Asian business leaders tend to keep things close to their chest because they are afraid of information being leaked out to their competitors. How are they supposed to get around that?
Ng weighs in. “The first step is for SME leaders to acknowledge that the days where the leaders or managers are expected to come up with the right decisions and answers are over. With the business environment changing at such a fast pace, no one person has all the information, knowledge and experience to come up with the right answers all the time,” he points out.
“It is the collective effort of the team that would make the difference. To be effective, managers or leaders today need to be coaches and facilitators as opposed to just top-down decision-makers.”
Ng says the second step is to be clear on which information is sensitive. “For example, the competitive advantage [what the company is good at and known for] should not be a secret. It should be well understood and exhibited by everyone in the company,” he adds.
“Each person in the organisation carries the company’s brand and values when they interact with anyone outside the organisation.
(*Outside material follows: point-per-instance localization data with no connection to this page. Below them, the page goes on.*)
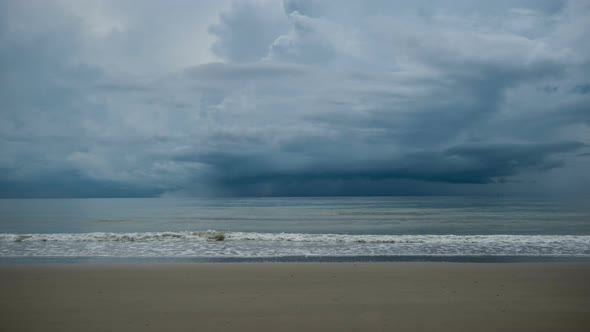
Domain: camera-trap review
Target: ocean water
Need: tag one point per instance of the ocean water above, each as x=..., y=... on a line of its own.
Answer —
x=294, y=229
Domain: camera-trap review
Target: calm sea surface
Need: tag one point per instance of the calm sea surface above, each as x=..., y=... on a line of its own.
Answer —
x=351, y=228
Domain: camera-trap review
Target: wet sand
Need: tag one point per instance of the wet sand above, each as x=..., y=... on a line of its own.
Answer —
x=296, y=297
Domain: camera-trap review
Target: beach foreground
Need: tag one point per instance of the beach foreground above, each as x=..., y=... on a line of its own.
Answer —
x=295, y=297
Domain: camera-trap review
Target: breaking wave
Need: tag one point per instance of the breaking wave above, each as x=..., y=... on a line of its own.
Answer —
x=252, y=244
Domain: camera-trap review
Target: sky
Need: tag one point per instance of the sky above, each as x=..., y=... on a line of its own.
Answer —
x=146, y=98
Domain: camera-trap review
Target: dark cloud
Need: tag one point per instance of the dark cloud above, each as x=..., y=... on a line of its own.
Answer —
x=299, y=97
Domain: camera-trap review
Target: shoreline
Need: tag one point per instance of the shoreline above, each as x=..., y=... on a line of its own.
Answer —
x=402, y=296
x=49, y=260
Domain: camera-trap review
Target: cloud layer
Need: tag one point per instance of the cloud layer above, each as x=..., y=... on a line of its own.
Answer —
x=300, y=97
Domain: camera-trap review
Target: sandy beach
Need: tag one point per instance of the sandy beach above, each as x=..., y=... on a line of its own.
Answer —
x=296, y=297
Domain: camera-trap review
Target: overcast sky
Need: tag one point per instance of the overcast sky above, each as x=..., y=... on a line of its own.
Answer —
x=112, y=98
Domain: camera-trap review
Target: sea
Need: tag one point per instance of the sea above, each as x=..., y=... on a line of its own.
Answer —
x=294, y=229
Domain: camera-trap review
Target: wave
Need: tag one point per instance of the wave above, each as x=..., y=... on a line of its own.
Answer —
x=216, y=244
x=212, y=235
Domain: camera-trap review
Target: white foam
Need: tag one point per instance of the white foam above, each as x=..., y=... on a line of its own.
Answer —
x=251, y=244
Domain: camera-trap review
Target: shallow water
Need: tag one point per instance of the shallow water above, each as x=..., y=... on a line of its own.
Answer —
x=257, y=228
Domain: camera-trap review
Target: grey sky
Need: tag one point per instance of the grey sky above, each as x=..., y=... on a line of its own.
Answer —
x=297, y=97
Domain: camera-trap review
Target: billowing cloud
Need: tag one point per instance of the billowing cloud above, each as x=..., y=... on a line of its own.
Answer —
x=295, y=97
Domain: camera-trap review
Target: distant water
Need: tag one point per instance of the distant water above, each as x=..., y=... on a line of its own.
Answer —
x=350, y=228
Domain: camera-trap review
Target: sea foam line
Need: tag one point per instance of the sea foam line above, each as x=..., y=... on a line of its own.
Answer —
x=212, y=235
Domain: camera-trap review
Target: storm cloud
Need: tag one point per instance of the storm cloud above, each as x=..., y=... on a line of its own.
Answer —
x=297, y=97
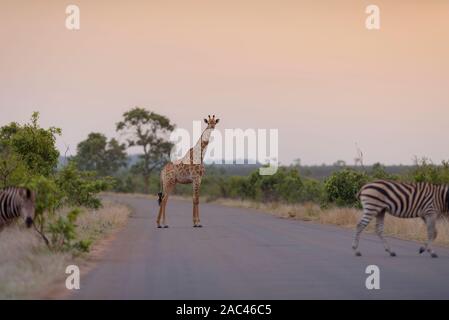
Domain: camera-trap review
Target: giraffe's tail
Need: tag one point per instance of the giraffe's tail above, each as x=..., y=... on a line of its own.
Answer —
x=159, y=200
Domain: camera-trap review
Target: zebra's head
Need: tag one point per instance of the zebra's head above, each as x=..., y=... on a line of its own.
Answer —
x=27, y=211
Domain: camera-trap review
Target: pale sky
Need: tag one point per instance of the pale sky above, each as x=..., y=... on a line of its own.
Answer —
x=308, y=68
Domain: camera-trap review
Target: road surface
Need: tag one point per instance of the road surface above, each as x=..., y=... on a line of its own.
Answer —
x=245, y=254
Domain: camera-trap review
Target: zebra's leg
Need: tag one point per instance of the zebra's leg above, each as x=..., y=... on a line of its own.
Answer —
x=364, y=221
x=380, y=230
x=431, y=234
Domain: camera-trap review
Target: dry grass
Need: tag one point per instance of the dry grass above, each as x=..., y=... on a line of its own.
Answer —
x=28, y=267
x=410, y=229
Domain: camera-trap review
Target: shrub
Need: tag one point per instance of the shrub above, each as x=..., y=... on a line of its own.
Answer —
x=342, y=187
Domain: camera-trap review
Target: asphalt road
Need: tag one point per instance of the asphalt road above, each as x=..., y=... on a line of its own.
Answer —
x=245, y=254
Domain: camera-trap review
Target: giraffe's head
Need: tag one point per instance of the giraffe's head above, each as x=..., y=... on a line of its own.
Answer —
x=211, y=121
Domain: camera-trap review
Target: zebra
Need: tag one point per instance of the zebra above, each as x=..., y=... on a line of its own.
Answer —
x=404, y=200
x=15, y=203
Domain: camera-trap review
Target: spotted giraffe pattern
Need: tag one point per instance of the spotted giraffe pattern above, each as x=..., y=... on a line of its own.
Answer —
x=189, y=169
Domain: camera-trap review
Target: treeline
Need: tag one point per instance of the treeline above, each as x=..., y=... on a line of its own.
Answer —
x=29, y=158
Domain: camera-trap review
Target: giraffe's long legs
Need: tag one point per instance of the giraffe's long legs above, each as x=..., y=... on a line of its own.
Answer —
x=430, y=221
x=368, y=215
x=196, y=200
x=380, y=229
x=162, y=216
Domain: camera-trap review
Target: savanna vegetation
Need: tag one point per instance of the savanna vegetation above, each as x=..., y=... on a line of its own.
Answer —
x=70, y=214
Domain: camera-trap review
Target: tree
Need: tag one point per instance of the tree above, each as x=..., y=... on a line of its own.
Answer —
x=97, y=154
x=35, y=146
x=149, y=131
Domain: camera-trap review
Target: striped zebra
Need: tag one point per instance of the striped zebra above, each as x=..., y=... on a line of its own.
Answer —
x=404, y=200
x=16, y=203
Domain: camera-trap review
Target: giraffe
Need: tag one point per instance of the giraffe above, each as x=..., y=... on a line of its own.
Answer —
x=189, y=169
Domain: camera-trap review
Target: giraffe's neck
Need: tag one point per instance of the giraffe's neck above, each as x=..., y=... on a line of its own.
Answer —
x=196, y=154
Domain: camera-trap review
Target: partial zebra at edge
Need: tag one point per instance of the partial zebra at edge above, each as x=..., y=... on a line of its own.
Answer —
x=403, y=200
x=15, y=203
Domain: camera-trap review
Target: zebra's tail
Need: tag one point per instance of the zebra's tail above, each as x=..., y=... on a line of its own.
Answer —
x=159, y=200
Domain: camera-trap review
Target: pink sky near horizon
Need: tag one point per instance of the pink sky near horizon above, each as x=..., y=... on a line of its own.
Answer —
x=308, y=68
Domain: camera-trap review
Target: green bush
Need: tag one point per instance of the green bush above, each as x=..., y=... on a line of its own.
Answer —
x=426, y=171
x=342, y=187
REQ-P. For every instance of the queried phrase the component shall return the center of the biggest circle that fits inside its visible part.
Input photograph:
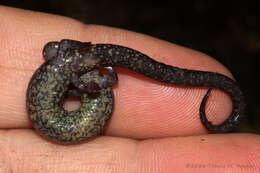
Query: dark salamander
(70, 62)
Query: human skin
(154, 128)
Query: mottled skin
(68, 61)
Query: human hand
(154, 128)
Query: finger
(227, 153)
(143, 108)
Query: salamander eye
(50, 50)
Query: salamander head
(72, 54)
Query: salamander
(71, 62)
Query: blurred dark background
(226, 30)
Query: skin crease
(121, 150)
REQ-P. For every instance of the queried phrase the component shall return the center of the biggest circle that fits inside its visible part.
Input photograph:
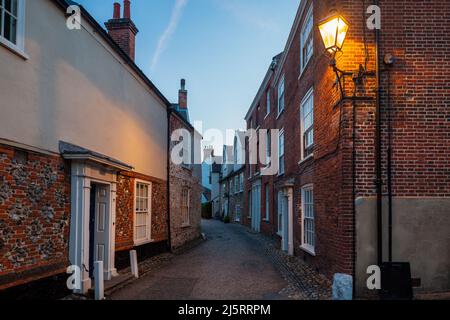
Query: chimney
(182, 95)
(123, 30)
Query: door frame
(84, 174)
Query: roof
(263, 85)
(71, 151)
(64, 4)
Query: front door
(99, 231)
(256, 208)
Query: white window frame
(238, 213)
(19, 46)
(307, 99)
(280, 215)
(308, 237)
(186, 204)
(308, 23)
(281, 95)
(267, 198)
(148, 236)
(281, 153)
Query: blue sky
(222, 47)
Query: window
(267, 202)
(268, 147)
(308, 227)
(268, 103)
(307, 40)
(281, 96)
(185, 206)
(280, 213)
(238, 213)
(249, 204)
(307, 124)
(281, 153)
(142, 221)
(12, 23)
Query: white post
(134, 265)
(99, 280)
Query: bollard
(134, 265)
(99, 281)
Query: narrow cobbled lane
(231, 264)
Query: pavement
(233, 264)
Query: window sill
(142, 243)
(308, 249)
(311, 156)
(280, 114)
(13, 48)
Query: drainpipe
(378, 148)
(168, 179)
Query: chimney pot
(116, 10)
(126, 9)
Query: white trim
(149, 216)
(19, 47)
(309, 14)
(308, 95)
(307, 246)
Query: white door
(101, 230)
(256, 208)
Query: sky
(222, 48)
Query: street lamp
(334, 31)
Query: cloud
(168, 32)
(248, 14)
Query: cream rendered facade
(74, 87)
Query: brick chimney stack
(182, 95)
(123, 30)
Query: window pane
(10, 28)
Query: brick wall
(183, 178)
(34, 216)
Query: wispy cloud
(248, 14)
(168, 32)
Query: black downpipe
(389, 164)
(168, 179)
(378, 148)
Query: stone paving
(233, 264)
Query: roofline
(298, 16)
(63, 4)
(262, 88)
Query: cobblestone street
(232, 264)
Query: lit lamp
(334, 30)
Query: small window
(238, 213)
(280, 213)
(307, 124)
(268, 147)
(281, 168)
(268, 102)
(307, 39)
(142, 221)
(308, 219)
(185, 206)
(281, 95)
(12, 23)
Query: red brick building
(337, 186)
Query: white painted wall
(75, 88)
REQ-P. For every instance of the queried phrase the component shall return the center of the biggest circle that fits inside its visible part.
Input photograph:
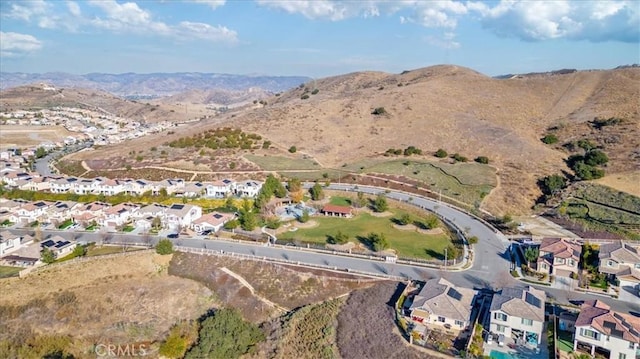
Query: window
(528, 322)
(589, 334)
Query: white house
(612, 334)
(248, 188)
(519, 314)
(211, 222)
(440, 304)
(220, 188)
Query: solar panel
(533, 300)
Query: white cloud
(74, 8)
(13, 44)
(213, 4)
(575, 20)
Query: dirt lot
(119, 300)
(25, 136)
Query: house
(518, 314)
(220, 189)
(248, 188)
(337, 211)
(211, 222)
(9, 242)
(621, 261)
(599, 329)
(440, 304)
(559, 257)
(182, 215)
(118, 215)
(59, 246)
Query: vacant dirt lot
(120, 300)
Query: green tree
(380, 204)
(316, 192)
(552, 184)
(531, 254)
(164, 247)
(47, 256)
(225, 334)
(304, 218)
(440, 153)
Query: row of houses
(517, 316)
(561, 257)
(15, 178)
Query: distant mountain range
(154, 85)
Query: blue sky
(317, 37)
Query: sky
(315, 38)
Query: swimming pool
(500, 355)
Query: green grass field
(466, 182)
(278, 163)
(6, 271)
(408, 244)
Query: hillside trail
(252, 290)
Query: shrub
(440, 153)
(164, 247)
(482, 159)
(549, 139)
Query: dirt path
(253, 292)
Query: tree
(440, 153)
(304, 218)
(164, 247)
(225, 334)
(552, 184)
(531, 254)
(380, 204)
(482, 159)
(48, 256)
(316, 192)
(405, 219)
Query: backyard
(407, 243)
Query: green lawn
(6, 271)
(408, 244)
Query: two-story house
(220, 188)
(518, 314)
(612, 334)
(440, 304)
(559, 257)
(621, 261)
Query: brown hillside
(34, 96)
(447, 107)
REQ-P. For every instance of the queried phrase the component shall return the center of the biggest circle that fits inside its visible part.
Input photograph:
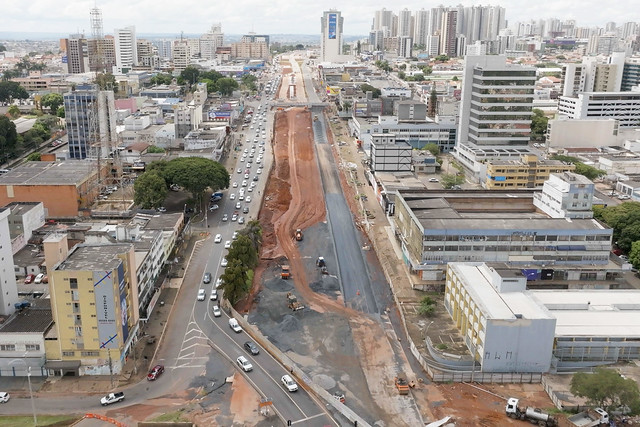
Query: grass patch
(43, 420)
(175, 416)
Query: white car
(289, 383)
(244, 364)
(216, 311)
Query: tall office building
(91, 122)
(421, 27)
(448, 33)
(75, 53)
(94, 302)
(331, 38)
(405, 28)
(211, 41)
(126, 49)
(496, 104)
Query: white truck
(112, 398)
(533, 415)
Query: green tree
(154, 149)
(625, 221)
(368, 88)
(150, 190)
(432, 148)
(196, 174)
(427, 306)
(244, 251)
(106, 81)
(607, 389)
(236, 281)
(8, 138)
(14, 112)
(161, 79)
(190, 75)
(227, 85)
(451, 180)
(634, 254)
(52, 100)
(538, 125)
(10, 91)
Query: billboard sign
(105, 308)
(333, 21)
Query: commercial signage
(333, 18)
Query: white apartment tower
(126, 49)
(331, 36)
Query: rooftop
(68, 172)
(94, 257)
(37, 318)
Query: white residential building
(566, 195)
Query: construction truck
(322, 264)
(401, 384)
(533, 415)
(292, 300)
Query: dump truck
(401, 384)
(292, 300)
(322, 264)
(533, 415)
(285, 273)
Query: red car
(155, 372)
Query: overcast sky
(271, 16)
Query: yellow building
(528, 172)
(95, 308)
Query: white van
(233, 324)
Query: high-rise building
(331, 39)
(421, 27)
(448, 33)
(91, 121)
(405, 23)
(496, 104)
(94, 302)
(126, 49)
(211, 41)
(75, 53)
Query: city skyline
(159, 17)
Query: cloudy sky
(270, 16)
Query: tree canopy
(607, 389)
(625, 221)
(538, 125)
(150, 190)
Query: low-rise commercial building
(527, 172)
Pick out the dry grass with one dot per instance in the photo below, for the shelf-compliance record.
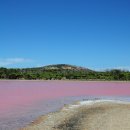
(100, 116)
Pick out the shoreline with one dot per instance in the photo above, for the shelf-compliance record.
(67, 80)
(83, 116)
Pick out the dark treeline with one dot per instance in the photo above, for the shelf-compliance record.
(54, 74)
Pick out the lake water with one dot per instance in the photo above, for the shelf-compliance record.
(23, 101)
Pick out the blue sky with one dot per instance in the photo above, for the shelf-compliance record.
(90, 33)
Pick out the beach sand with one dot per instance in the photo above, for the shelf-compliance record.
(86, 115)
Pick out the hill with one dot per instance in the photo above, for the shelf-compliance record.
(63, 71)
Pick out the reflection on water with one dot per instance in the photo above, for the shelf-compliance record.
(23, 101)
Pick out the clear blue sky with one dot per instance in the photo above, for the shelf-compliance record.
(89, 33)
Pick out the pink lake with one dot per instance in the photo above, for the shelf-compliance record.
(17, 98)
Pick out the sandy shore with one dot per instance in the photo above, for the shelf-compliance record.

Competitive advantage cannot be alive, well-articulated and demonstrated if it is kept a secret from employees.”
Ng does not advocate wholesale transparency, however. “There would be sensitive strategic moves that could make or break a company and that should be kept to a very small group of people within the organisation. This would include major M&A (mergers and acquisitions) decisions or the next breakthrough in product design. Case in point, Apple keeps the development of its next breakthrough product a secret,” he says.
Ng says the key to sharing information openly throughout the organisation is to build commitment and ensure that decisions made throughout the organisation are aligned towards its strategic goals. “Thus, information such as competitive advantage, which products or services you would offer, which markets you would serve, the key capabilities required, the critical issues and business development priorities, should be well articulated to employees. If they are aligned with the vision, they will be motivated and can make decisions in support of moving the company towards its strategic goals.”